Iranian Fighter Jets Tangle With UFOs (And Lose)

Iranian Fighter Jets Tangle With UFOs (And Lose)

Finally, a claim about the Iranian air force that might not be totally made up.

According to the October issue of military aviation magazine "Combat Aircraft Monthly," Iran's old-school F-14 Tomcats and F-4 Phantom II fighter jets have been used to "intercept foreign and unknown aircraft" that have infiltrated the Middle Eastern nation's airspace for years.

To be sure, Iranian combat aircraft have been known to chase U.S. drones in the Persian Gulf. Iran has even recovered one that went down in 2011 and "decoded" in it an effort to manufacture clones.

But it appears that a few suspected drones were a little more than Iran's fighter jets could handle.

OpenMinds.tv, a UFO news and investigation website, cites an article in the October issue of Combat Aircraft Monthly, in which sources within Iran's air force reported unusual activity by suspected unmanned drones in the fall of 2004, shortly after Iran announced construction of a heavy water nuclear reactor near Arak.

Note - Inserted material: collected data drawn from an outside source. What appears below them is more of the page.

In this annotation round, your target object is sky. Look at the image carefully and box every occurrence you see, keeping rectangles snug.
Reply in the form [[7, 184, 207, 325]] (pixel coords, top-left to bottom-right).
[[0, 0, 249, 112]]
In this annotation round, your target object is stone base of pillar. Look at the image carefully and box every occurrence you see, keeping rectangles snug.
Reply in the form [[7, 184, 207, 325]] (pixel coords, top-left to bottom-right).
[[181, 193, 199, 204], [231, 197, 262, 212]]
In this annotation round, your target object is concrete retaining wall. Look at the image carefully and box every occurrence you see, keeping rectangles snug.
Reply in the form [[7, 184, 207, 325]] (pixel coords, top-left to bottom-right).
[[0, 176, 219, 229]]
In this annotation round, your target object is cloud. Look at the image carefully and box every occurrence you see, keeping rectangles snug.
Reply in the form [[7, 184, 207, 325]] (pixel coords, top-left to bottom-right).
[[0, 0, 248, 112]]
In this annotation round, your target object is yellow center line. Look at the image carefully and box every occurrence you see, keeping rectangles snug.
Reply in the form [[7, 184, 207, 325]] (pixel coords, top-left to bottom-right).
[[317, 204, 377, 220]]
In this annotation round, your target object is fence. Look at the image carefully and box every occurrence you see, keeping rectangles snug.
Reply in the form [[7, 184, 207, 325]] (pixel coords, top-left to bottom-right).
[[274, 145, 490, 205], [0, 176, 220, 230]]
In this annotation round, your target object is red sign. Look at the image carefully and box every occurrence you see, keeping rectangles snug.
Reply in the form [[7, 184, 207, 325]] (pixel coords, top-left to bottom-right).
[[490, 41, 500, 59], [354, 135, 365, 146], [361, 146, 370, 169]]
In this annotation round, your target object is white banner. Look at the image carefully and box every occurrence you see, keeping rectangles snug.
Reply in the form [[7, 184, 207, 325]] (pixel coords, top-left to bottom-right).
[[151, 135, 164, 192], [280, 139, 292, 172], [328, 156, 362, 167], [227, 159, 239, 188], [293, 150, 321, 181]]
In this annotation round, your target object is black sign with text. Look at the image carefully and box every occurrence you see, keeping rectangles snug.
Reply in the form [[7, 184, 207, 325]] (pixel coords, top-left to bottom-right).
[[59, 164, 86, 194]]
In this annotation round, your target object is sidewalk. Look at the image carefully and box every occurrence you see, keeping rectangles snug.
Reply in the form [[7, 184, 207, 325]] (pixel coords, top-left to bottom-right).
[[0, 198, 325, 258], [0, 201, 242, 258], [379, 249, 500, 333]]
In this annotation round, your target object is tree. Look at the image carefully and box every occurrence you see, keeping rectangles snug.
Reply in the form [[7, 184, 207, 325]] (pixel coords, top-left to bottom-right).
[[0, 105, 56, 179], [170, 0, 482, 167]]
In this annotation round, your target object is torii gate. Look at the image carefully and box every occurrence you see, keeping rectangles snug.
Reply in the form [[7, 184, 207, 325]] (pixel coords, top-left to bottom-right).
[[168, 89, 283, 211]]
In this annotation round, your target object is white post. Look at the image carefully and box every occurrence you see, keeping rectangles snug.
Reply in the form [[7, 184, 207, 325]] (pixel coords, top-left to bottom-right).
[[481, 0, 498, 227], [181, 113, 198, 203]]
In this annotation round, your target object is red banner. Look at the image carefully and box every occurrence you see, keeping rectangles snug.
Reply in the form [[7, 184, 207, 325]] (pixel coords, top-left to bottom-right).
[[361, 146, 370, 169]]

The sources claimed that ground and airborne radar detected aircraft flying near Iranian nuclear sites that "displayed astonishing flight characteristics, including an ability to fly outside the atmosphere, attain a maximum cruise speed of Mach 10, and a minimum speed of zero, with the ability to hover over the target."

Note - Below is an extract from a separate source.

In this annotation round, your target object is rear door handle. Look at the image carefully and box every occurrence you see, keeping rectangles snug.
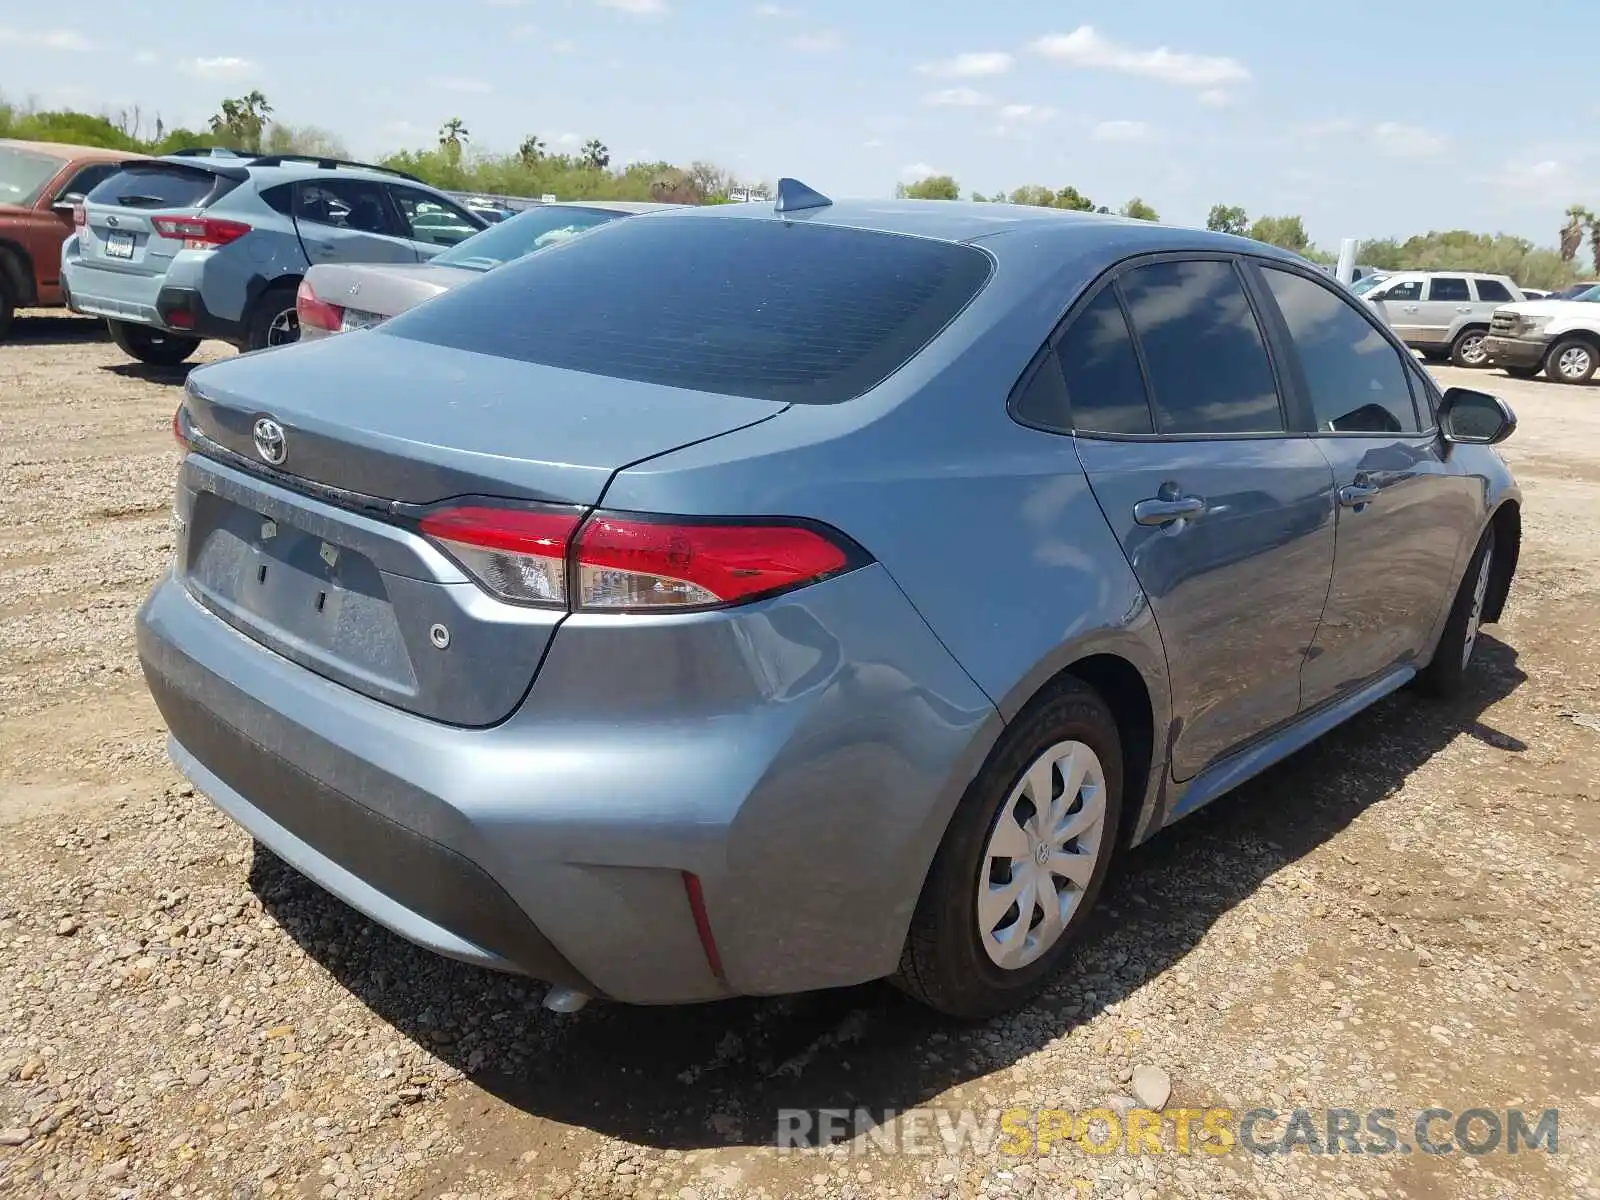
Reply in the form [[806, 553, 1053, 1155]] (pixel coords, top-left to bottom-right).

The magazine also described an incident in which a jet set to pursue one of the objects exploded moments after takeoff, and gave an account of a case in which equipment on Iranian fighter jets malfunctioned on approach to an unidentified flying object:

"In one case over Arak in November 2004, the crew... spotted a luminous object flying near the heavy water plant... When the beam of the jet’s radar 'painted' the object, both the RIO and pilot saw that the radar scope was disrupted, probably due to the high magnetic energy of the object increasing the power of the reflected radar waves. The pilot described the object as being spherical, with something like a green afterburner creating a considerable amount of turbulence behind it. The Tomcat crew achieved a lock-on when it was flying a linear and constant flight path. Once the pilot selected [a missile] to launch against it, the object increased its speed and then disappeared like a meteor."

The latter claim mirrors a famous UFO incident that reportedly occurred over Tehran in 1976, in which F-4 fighter jets that were scrambled to intercept an unidentified aircraft temporarily lost use of weapons and instruments while in pursuit.

While the technology described in the 2004 incidents hasn't been publicly demonstrated by any foreign military today, it stands to reason that it certainly wasn't available in 1976.

But apparently, that hasn't stopped people from reporting UFOs in Iran. In 2009, the Associated Press reported that Iranian state media had "been gripped by a kind of 'flying object' fever with dozens of reported sightings," but the Iranian government maintained that the sightings weren't extraterrestrial in origin.

"Most of the shining objects that our people see in Iran's airspace are American spying equipment used to spy on Iran's nuclear and military facilities," Intelligence Minister Ali Yunesi said in 2009, according to the AP. "U.S. spying activities over Iranian airspace have been going [on] since a long time ago."

Although the "spying equipment" used by the U.S. government hasn't demonstrated the kind of capabilities described in the Combat Aircraft Monthly article, some of it has been very sophisticated.

According to CNN, the CIA Sentinel drone that crashed in Iran in 2011 while on a reconnaissance mission of suspected nuclear sites was "one of the United States' most sophisticated drones," capable of flying at up to 50,000 feet and "designed to evade sophisticated air defenses."

It reportedly crashed after it lost satellite communication.